Planned activities include opening and closing ceremonies featuring a parade of Nations, health and wellness sessions, Indigenous art exhibits, a tradeshow, and discussion forums on climate change, missing and murdered Indigenous women and girls, revitalization of Indigenous languages and culture, Indigenous cycle of life and reconciliation. There will be an intercultural showcase featuring Indigenous entertainers, a talent show, cultural excursions and dance socials.

“Alberta Indigenous leadership, Elders Advisory Council, and coordinators have been working diligently to gather funds and have approached different business, industries, levels of government and foundations. We are very thankful for the sponsorships and contributions we have received thus far,” said Grand Chief Meneen.

“The organizers are hopeful that the federal government will reconsider its current level of sponsorship,” said Craig Makinaw, Assembly of First Nations Regional Chief for Alberta, and whose office is assisting in the coordination, “although Indian and Northern Affairs Canada Alberta Region did provide a contribution of $150,000, it was well short of the funding request of $700,000 that was made to the office of the Minister Carolyn Bennett, Indigenous and Northern Affairs Canada last year.

“With Canada 150 events, activities and celebrations happening all across Canada with an estimated budget of half of billion dollars, and a fireworks display that cost over a quarter million dollars, we think a significant contribution from Canada is called for. Elders hold our history, they are here to guide us into the future, we owe it to them to make the next 150 years something worth celebrating and having an event such as the National Gathering of Elders, where they will be honoured and cared for is a good start.”

 

“The National Gathering of Elders is a unique and historic event meant to bring elders from across the country and from diverse indigenous communities together. This is the first time that anything like this has been done and all orders of government in this country should be working together to support this cause,” said Gerald Cunningham, Metis Settlements General Council President.

“We are disappointed that, notwithstanding timely requests, continued efforts by the gathering’s organizers, and the historic nature of this event, the Government of Canada is not being responsive to requests for financial resources. They have supported many other Indigenous activities and it is my hope that they will work with the organizers of this gathering to ensure it is the best possible event.” 

 

“The Metis Nation of Alberta fully supports the National Gathering of Elders’ Coming Home Voices of Elder’s conference.  This will be a historic event, where our Elders and Seniors from across the homeland, and Treaty lands, will gather together for the first time in history.  Elders from First Nations, Metis and Inuit, will gather in the spirit of sharing wisdom, stories, their cultures and traditions.  We truly believe that this historic event should be supported by all,” said Audrey Poitras, President of the Metis Nation of Alberta.

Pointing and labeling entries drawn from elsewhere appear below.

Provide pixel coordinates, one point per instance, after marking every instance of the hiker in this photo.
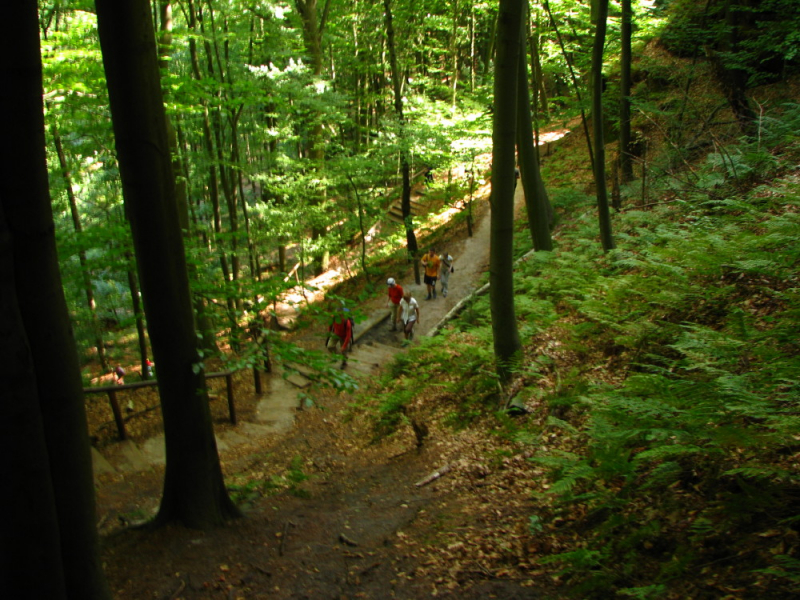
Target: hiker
(395, 292)
(445, 270)
(428, 176)
(340, 334)
(410, 314)
(431, 263)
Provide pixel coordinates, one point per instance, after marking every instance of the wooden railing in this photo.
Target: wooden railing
(112, 390)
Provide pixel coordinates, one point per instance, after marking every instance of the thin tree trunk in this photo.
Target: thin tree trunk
(536, 198)
(597, 121)
(625, 158)
(194, 490)
(411, 238)
(507, 345)
(574, 79)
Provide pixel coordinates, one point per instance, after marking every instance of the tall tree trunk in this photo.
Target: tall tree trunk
(312, 36)
(507, 345)
(194, 490)
(536, 198)
(597, 122)
(76, 223)
(454, 50)
(574, 80)
(625, 158)
(50, 546)
(405, 205)
(136, 303)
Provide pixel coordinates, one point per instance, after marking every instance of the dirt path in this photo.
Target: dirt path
(329, 514)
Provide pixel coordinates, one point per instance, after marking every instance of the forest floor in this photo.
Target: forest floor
(332, 511)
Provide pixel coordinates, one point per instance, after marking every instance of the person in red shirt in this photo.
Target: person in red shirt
(340, 334)
(395, 295)
(431, 263)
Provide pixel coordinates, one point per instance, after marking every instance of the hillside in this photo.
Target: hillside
(656, 456)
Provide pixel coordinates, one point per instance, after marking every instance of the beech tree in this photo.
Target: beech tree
(194, 491)
(536, 199)
(49, 544)
(507, 343)
(405, 168)
(601, 15)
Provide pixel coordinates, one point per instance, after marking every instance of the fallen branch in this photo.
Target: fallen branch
(467, 300)
(434, 476)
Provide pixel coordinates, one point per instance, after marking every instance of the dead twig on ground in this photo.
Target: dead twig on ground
(434, 476)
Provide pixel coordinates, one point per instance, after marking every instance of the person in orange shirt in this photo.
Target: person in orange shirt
(395, 295)
(431, 263)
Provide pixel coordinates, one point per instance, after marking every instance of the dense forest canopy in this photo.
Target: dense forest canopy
(280, 111)
(289, 129)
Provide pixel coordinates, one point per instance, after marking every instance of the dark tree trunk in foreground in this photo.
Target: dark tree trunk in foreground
(49, 545)
(194, 491)
(405, 205)
(597, 122)
(507, 344)
(536, 199)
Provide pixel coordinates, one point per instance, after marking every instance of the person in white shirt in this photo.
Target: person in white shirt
(445, 268)
(410, 314)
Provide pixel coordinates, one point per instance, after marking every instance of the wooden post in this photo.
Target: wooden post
(257, 380)
(231, 407)
(112, 398)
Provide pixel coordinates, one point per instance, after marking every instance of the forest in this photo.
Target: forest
(606, 406)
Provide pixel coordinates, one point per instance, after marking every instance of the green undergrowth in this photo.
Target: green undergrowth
(673, 363)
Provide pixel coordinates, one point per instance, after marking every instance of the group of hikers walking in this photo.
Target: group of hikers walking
(405, 308)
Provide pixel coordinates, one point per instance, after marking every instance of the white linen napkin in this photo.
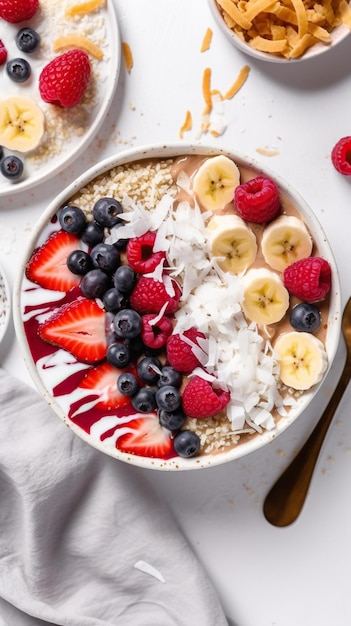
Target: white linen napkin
(78, 529)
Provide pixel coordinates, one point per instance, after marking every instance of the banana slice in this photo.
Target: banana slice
(21, 123)
(232, 239)
(302, 359)
(215, 181)
(285, 241)
(265, 299)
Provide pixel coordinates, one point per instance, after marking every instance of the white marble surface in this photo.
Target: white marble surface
(265, 576)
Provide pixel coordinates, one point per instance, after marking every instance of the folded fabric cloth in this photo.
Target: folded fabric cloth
(84, 541)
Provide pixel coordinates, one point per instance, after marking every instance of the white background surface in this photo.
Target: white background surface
(265, 576)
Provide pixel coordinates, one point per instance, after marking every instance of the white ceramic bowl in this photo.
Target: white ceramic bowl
(47, 377)
(337, 35)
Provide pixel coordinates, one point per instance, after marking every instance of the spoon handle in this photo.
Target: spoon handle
(287, 496)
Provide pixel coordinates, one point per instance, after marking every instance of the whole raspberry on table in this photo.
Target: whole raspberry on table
(201, 399)
(257, 200)
(308, 279)
(15, 11)
(64, 80)
(180, 353)
(341, 156)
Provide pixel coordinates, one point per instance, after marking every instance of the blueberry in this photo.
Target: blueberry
(79, 262)
(124, 278)
(127, 323)
(148, 369)
(92, 234)
(118, 354)
(144, 400)
(72, 219)
(114, 300)
(105, 256)
(186, 443)
(106, 212)
(172, 420)
(127, 384)
(168, 398)
(170, 376)
(18, 70)
(27, 40)
(305, 317)
(11, 167)
(94, 284)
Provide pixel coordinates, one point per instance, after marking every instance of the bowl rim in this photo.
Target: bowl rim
(169, 150)
(340, 33)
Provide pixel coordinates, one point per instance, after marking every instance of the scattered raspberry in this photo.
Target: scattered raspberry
(180, 354)
(64, 80)
(341, 156)
(200, 399)
(15, 11)
(140, 253)
(149, 296)
(3, 53)
(308, 279)
(257, 200)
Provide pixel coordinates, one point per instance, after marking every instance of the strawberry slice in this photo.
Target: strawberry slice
(79, 328)
(47, 267)
(102, 380)
(146, 438)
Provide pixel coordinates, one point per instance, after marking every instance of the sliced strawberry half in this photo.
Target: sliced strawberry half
(48, 265)
(79, 328)
(146, 438)
(102, 381)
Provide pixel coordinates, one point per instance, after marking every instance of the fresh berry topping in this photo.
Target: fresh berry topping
(149, 296)
(106, 211)
(341, 156)
(79, 328)
(308, 279)
(257, 200)
(27, 40)
(102, 382)
(127, 324)
(72, 219)
(140, 253)
(144, 400)
(64, 80)
(201, 399)
(155, 334)
(18, 70)
(305, 317)
(180, 353)
(145, 437)
(15, 11)
(3, 53)
(186, 443)
(95, 283)
(12, 167)
(48, 265)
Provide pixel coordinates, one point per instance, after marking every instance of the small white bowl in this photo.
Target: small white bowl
(337, 35)
(47, 374)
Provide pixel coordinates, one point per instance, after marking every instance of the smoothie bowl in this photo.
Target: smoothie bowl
(178, 306)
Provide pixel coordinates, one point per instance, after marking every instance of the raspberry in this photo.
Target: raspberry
(149, 296)
(201, 399)
(257, 200)
(15, 11)
(341, 156)
(308, 279)
(3, 53)
(180, 354)
(64, 80)
(140, 253)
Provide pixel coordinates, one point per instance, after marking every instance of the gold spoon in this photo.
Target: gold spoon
(287, 496)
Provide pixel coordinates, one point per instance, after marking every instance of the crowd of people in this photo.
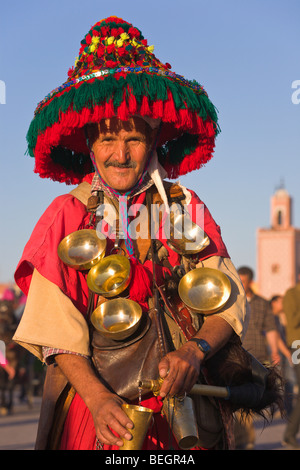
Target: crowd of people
(272, 329)
(21, 374)
(120, 126)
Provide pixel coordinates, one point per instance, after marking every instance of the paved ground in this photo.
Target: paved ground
(18, 430)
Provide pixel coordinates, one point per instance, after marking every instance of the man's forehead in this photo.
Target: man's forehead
(115, 125)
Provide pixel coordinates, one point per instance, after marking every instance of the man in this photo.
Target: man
(286, 364)
(291, 307)
(261, 331)
(261, 335)
(120, 124)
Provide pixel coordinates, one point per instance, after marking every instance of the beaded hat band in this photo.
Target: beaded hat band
(117, 74)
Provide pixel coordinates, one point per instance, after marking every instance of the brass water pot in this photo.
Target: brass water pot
(204, 290)
(110, 276)
(82, 249)
(186, 237)
(117, 318)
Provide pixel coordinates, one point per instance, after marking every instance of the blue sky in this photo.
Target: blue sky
(244, 53)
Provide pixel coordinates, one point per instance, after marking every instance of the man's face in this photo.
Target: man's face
(121, 149)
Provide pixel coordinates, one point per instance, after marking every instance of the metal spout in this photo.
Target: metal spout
(197, 389)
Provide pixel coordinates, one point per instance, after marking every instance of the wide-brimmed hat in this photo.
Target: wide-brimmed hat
(117, 74)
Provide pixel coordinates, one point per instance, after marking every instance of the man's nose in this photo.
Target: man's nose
(121, 152)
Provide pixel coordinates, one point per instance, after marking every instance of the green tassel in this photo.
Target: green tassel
(99, 91)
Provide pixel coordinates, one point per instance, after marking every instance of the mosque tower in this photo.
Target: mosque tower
(278, 248)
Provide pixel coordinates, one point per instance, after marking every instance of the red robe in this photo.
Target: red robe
(65, 215)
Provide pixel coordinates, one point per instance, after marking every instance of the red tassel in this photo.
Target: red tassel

In addition to corporate sponsorships, revenues for the Gathering are being generated through registrations and a tradeshow. Fundraising activities include a golf tournament on September 10th and a Networking Gala the evening of September 11th.

 “We recognize that not everyone can be a sponsor, however, there are many opportunities to contribute to the success of the event. There are still quite a number of volunteer opportunities available. Business, corporations, Colleges and Universities can purchase a tradeshow booth, or sponsor a booth for local Indigenous crafters. Grocery, health food and convenience stores can contribute nutritional items such as cheese, cookies, yogurt and fruit for the Elders rest areas,” said Kim-Meneen.

The 2017 National Gathering of Elders was the vision of Chief Rupert Meneen, Tallcree Tribal Government and Grand Chief of Treaty 8 First Nations (Alberta), and is the culmination of twelve months of planning, spearheaded by a National Gathering of Elders Advisory Council and a core group of organizers from Treaty 6 and Treaty 8 First Nations (Alberta), the Metis Nation of Alberta, Metis Settlements General Council, Inuit Edmonton and the Assembly of First Nations – Alberta.